Need a Small Specialized Language Model? Plan Early!

David Grangier,Angelos Katharopoulos,Pierre Ablin,Awni Hannun
2024-10-31
Abstract:Large language models are versatile tools but are not suitable for small inference budgets. Small models have more efficient inference, but their lower capacity means that their performance can be good only if one limits their scope to a specialized domain. This paper explores how to get good specialized small language models using a large, generic, pretraining set and a limited amount of specialized data. We consider two scenarios, depending on whether (i) one can afford pretraining a model for each specialization task, or (ii) one wants to cheaply adapt a single pretrained model for each task. In the first scenario, we propose an effective solution based on importance sampling: we resample the pretraining set to imitate the specialization data and train a small model on it. In the second scenario, we propose a novel architecture, projected networks (PN). PN is a large network whose parameters can be linearly projected into a small network for specialization. For both scenarios, we demonstrate the empirical effectiveness of our solutions across various domains, training set sizes, and training budgets.
Machine Learning,Computation and Language
What problem does this paper attempt to address?

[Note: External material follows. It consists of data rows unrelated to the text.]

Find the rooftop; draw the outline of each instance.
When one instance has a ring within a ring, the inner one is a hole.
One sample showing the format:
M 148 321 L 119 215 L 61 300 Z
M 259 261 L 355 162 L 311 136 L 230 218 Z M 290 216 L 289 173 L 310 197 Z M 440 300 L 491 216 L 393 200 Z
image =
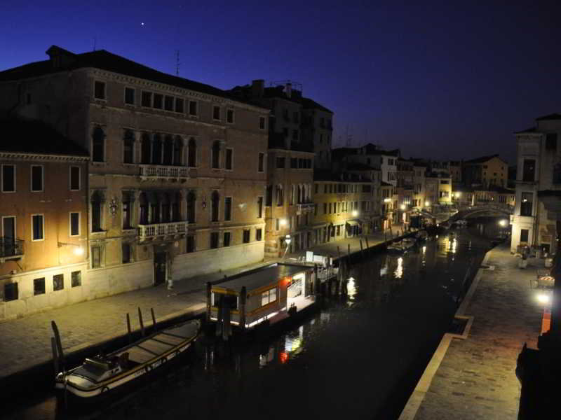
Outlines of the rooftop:
M 25 120 L 0 120 L 0 152 L 78 156 L 90 154 L 44 122 Z

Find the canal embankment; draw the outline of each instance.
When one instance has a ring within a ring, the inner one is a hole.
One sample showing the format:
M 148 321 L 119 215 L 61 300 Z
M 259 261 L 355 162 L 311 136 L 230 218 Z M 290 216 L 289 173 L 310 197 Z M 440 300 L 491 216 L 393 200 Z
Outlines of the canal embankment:
M 543 309 L 530 288 L 543 260 L 518 263 L 509 243 L 487 253 L 456 313 L 463 331 L 445 334 L 400 420 L 516 418 L 516 360 L 536 346 Z

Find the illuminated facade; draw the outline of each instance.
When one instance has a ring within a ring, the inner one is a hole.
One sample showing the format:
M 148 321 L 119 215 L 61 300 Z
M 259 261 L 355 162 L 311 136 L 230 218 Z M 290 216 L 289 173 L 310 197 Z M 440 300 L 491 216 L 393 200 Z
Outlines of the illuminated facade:
M 43 124 L 0 132 L 0 320 L 88 299 L 88 153 Z
M 0 107 L 89 152 L 90 298 L 262 260 L 269 110 L 107 51 L 47 52 L 0 73 Z

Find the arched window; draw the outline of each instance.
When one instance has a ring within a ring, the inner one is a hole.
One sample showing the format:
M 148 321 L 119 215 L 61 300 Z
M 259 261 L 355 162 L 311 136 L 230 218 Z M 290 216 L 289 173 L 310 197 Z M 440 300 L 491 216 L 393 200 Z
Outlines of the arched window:
M 219 206 L 220 203 L 220 195 L 218 193 L 218 191 L 213 191 L 212 196 L 212 222 L 217 222 L 218 221 L 218 206 Z
M 152 164 L 162 163 L 162 138 L 160 134 L 154 135 L 152 141 Z
M 135 133 L 125 130 L 123 136 L 123 163 L 134 163 Z
M 94 128 L 92 134 L 92 161 L 105 161 L 105 133 L 101 127 Z
M 142 133 L 140 142 L 140 163 L 149 164 L 150 163 L 150 154 L 152 148 L 150 134 L 148 133 Z
M 215 141 L 212 144 L 212 168 L 217 169 L 220 167 L 220 142 Z
M 191 137 L 189 139 L 189 156 L 187 166 L 194 168 L 197 166 L 197 142 Z
M 189 191 L 187 194 L 187 221 L 195 223 L 195 208 L 197 203 L 197 196 L 194 191 Z
M 276 197 L 276 205 L 282 206 L 284 204 L 285 199 L 283 194 L 283 186 L 278 184 L 275 190 L 275 196 Z
M 173 163 L 173 137 L 165 136 L 163 143 L 163 164 L 171 165 Z
M 180 166 L 183 162 L 183 139 L 175 136 L 173 141 L 173 164 Z

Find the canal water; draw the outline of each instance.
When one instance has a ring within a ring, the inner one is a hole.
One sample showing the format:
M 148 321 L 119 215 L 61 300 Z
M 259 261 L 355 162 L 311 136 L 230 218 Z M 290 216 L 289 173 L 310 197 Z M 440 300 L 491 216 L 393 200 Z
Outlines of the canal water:
M 198 344 L 184 365 L 126 398 L 69 412 L 52 394 L 39 395 L 3 415 L 397 419 L 450 329 L 463 290 L 500 237 L 497 221 L 472 220 L 404 255 L 372 254 L 351 266 L 348 296 L 325 300 L 299 326 L 236 349 Z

The problem that this paper attempts to solve is how to train small - sized and highly - efficient language models (SLMs) with good performance under limited professional data and reasoning budgets. Specifically, the paper explores how to obtain professional small - sized language models with good performance when there is a large general pre - training set and a small amount of professional data. The paper considers two scenarios: 1. **Models in a single professional field**: In this case, a model can be pre - trained for each professional task. 2. **Models in multiple professional fields**: In this case, a pre - trained model needs to be quickly adapted to multiple professional fields in order to reduce costs. To address these challenges, the paper proposes two main methods: - **Importance Sampling**: Resample the pre - training set to simulate professional data and train small - sized models on this data. - **Projected Networks (PN)**: This is a large - scale network, and its parameters can be linearly projected into multiple small - sized models, with each model corresponding to a professional field. The paper experimentally verifies the effectiveness of these two methods under different fields, training set sizes, and training budgets, and compares them with the baseline methods. The experimental results show that Importance Sampling performs better in the case of a large amount of professional data, while Projected Networks performs better in the case of a small amount of professional data.